Felix Krämer, Generaldirektor des Museums Kunstpalast in Düsseldorf, berichtet auf dem Podium, dass es interessanterweise kaum andere Athenen gebe, die in dieser kriegerischen Funktion gezeigt werden. Eine habe er aber doch ausfindig machen können, dabei handle es sich bezeichnenderweise um ein faschistisches Denkmal aus dem Jahr 1932 in Italien. Kein Wunder, ist sie doch unter anderem die Göttin des Kampfes, auch der Kriegstaktik und der Strategie; sie fungierte als Palast- und Schutzgöttin der mykenischen Herrscher sowie des Odysseus und führte Perseus bei der Enthauptung der Medusa. Einige Schüler betonten, sie sähen in der Skulptur kein heroisches, sondern vielmehr ein humanistisches Menschenbild verkörpert, sie fühlten sich eher beschützt als bedroht.
Brigitte Franzen, Vorstand der Peter-und-Irene-Ludwig-Stiftung, machte nun drei Vorschläge, wie man mit der Plastik umgehen sollte: sie mittels einer Tafel kommentieren bzw. die bereits bestehende Tafel aktualisieren, die Skulptur ins Museum bringen und dort kommentieren, oder, als letzte Möglichkeit, sie um einen künstlerischen Kommentar ergänzen. Dieser Vorschlag setzte sich schließlich durch. Wer der neue Künstler sein wird, ist noch offen. Jener der Athene dagegen, den der Mitbegründer der Wiener Schule des Phantastischen Realismus, Ernst Fuchs, einst als „wahren Prophet des Schönen“ bezeichnete, ist weltbekannt: Arno Breker. Vor 30 Jahren, am 13. Februar 1991, starb er in Düsseldorf.

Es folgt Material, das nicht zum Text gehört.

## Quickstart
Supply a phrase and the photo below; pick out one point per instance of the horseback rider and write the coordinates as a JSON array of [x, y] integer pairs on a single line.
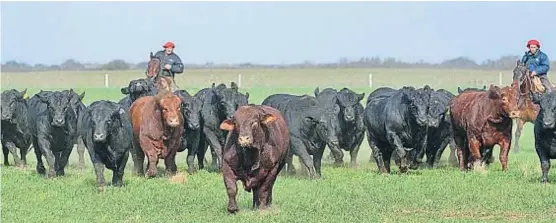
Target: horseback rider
[[170, 61], [537, 62]]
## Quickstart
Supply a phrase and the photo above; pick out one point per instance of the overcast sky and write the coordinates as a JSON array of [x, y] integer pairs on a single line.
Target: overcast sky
[[273, 32]]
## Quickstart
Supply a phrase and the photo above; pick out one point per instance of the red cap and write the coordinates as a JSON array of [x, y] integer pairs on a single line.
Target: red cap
[[533, 42], [169, 45]]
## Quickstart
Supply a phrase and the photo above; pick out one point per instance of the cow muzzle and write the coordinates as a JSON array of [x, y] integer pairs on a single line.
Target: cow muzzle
[[173, 122], [193, 126], [99, 137], [514, 114], [422, 121], [245, 141], [59, 122], [6, 117], [334, 142]]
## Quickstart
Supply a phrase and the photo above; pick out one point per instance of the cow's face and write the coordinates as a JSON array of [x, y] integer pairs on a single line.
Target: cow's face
[[547, 113], [170, 105], [329, 125], [139, 88], [10, 99], [227, 100], [242, 99], [309, 106], [103, 120], [348, 101], [418, 103], [437, 110], [76, 101], [250, 124], [191, 112], [507, 97], [59, 107]]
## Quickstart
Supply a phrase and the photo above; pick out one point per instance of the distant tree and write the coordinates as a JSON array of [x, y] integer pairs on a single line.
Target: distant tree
[[72, 64], [459, 62], [142, 65], [14, 66], [116, 65], [41, 67], [55, 67]]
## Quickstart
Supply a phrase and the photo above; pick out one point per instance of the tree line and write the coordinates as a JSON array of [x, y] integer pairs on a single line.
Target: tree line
[[503, 63]]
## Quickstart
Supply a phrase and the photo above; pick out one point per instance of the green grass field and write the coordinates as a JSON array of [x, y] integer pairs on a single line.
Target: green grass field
[[342, 195]]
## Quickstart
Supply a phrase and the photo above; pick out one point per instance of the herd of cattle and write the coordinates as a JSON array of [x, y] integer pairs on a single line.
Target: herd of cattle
[[253, 143]]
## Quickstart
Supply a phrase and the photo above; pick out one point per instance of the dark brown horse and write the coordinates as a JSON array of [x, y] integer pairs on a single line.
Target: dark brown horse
[[154, 72], [528, 110]]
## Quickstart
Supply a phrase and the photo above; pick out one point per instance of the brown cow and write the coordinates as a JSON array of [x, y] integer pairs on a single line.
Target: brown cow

„Vorbereitung auf die monumentale Arbeit“
Seine Berufung war ihm durchaus in die Wege gelegt: Vater des am 19. Juli 1900 in Elberfeld geborenen ältesten Kindes der Familie war der Steinmetz und Grabmalkünstler Arnold Breker. Nach vier Jahren Steinbildhauerlehre und dem Besuch der Kunstgewerbeschule in Elberfeld begann er 1920 ein fünfjähriges Studium an der Kunstakademie Düsseldorf. Kurz vor Ende desselben reiste er erstmals nach Paris, wo er nach einer Nordafrikareise 1927, von der er seine erste Lebensgefährtin, die Griechin Demetra Messala („Mimina“) mitbringt, seinen Wohnsitz nimmt. Er freundet sich mit vielen Künstlern an, darunter Picasso, Jean Cocteau und Man Ray, und entwickelt ein Gussverfahren der „reinen Form“ ohne Oberflächenunebenheiten, das für die idealisierende Typisierung des Schaffens im Nationalsozialismus stilprägend wird.

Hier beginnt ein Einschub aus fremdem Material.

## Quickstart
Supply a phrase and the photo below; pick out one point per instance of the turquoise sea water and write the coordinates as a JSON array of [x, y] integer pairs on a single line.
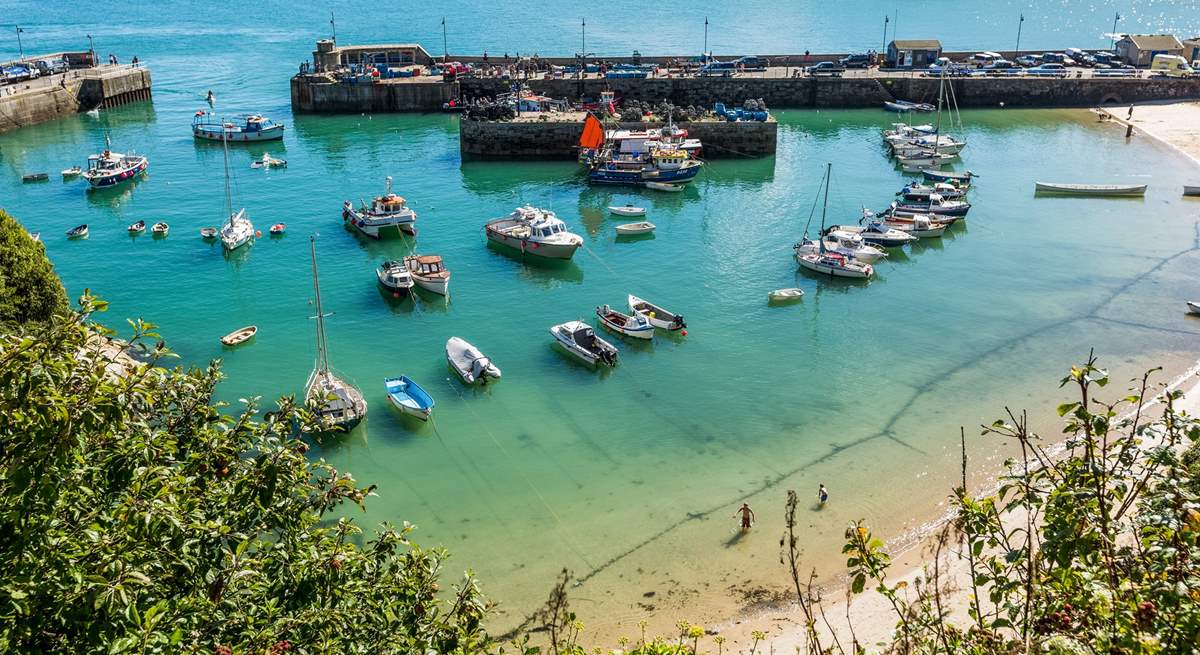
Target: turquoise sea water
[[627, 476]]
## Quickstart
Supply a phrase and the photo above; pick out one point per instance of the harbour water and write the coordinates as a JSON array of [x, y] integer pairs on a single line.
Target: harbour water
[[629, 476]]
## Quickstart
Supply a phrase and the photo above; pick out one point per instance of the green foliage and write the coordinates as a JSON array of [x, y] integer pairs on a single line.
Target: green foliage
[[29, 289], [137, 517]]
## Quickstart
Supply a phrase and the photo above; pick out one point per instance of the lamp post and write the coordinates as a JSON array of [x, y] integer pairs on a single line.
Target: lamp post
[[1017, 53]]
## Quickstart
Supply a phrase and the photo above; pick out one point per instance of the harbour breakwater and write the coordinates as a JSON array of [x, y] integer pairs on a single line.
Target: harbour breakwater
[[84, 89], [317, 94], [558, 138]]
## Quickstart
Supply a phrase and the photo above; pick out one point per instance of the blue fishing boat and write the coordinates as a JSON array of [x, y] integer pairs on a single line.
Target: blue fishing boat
[[409, 397], [245, 128]]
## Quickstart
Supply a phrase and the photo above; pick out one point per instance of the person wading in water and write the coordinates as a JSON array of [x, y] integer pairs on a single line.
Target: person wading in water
[[747, 516]]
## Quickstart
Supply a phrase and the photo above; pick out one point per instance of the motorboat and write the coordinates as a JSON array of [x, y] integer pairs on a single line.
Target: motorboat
[[108, 169], [581, 341], [253, 127], [841, 241], [658, 316], [240, 336], [385, 214], [336, 403], [645, 227], [628, 210], [408, 397], [395, 277], [469, 362], [429, 272], [535, 232], [1091, 190], [785, 295], [631, 325]]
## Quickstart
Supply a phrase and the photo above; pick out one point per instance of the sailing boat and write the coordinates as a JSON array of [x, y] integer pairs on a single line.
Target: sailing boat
[[336, 402], [239, 230], [834, 264]]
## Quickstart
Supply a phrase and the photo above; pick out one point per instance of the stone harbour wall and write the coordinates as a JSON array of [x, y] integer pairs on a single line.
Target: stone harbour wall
[[558, 139]]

Die Verbindung nach Deutschland riss jedoch nicht ab, etwa durch Aufträge für eine Großplastik für die Matthäikirche in Düsseldorf und für das Denkmal Röntgens in Remscheid; zudem hatte er Ausstellungen. 1932 erhielt er den Rom-Preis der Preußischen Akademie der Künste nebst einem Stipendium bis Mai 1933 in der „Villa Massimo“. Seine Zeit in Rom sah Breker selbst als „Vorbereitung auf die monumentale Arbeit großen Ausmaßes, die mich erwartete“. Es folgten weitere italienische Studienaufenthalte in Florenz und Neapel, die seine sogenannte „klassische Periode“ zur Zeit des Nationalsozialismus beeinflussen sollten.
1934 übersiedelte er nach Berlin, nimmt 1935 an der Ausstellung der „Berliner Secession“ teil und 1936 an der Olympischen Kunstausstellung, wo er beim Plastik-Wettbewerb die Silbermedaille des Internationalen Olympischen Komitees für die Statuen „Zehnkämpfer“ und „Die Siegerin“ erhält. Zuvor als „dekadenter Franzose“ kritisiert, der vor allem Porträtaufträge von Industriellen, Militärs oder auch Künstlerkollegen ausführte, erlangt er so höchste offizielle Aufmerksamkeit und darf für die Weltausstellung in Paris Skulpturen für den Deutschen Pavillon fertigen. Mit der Staatsdoktrin der stilistischen Orientierung an der Antike, an die sich Breker anlehnt, schienen den Nationalsozialisten in Brekers Figuren die ästhetischen Ideale des „gesunden, arischen Menschentyps“ verwirklicht, ja als „gestaltete Gesinnung, formgewordene Weltanschauung“, als richtungweisend für den „neuen deutschen Stil“ proklamiert.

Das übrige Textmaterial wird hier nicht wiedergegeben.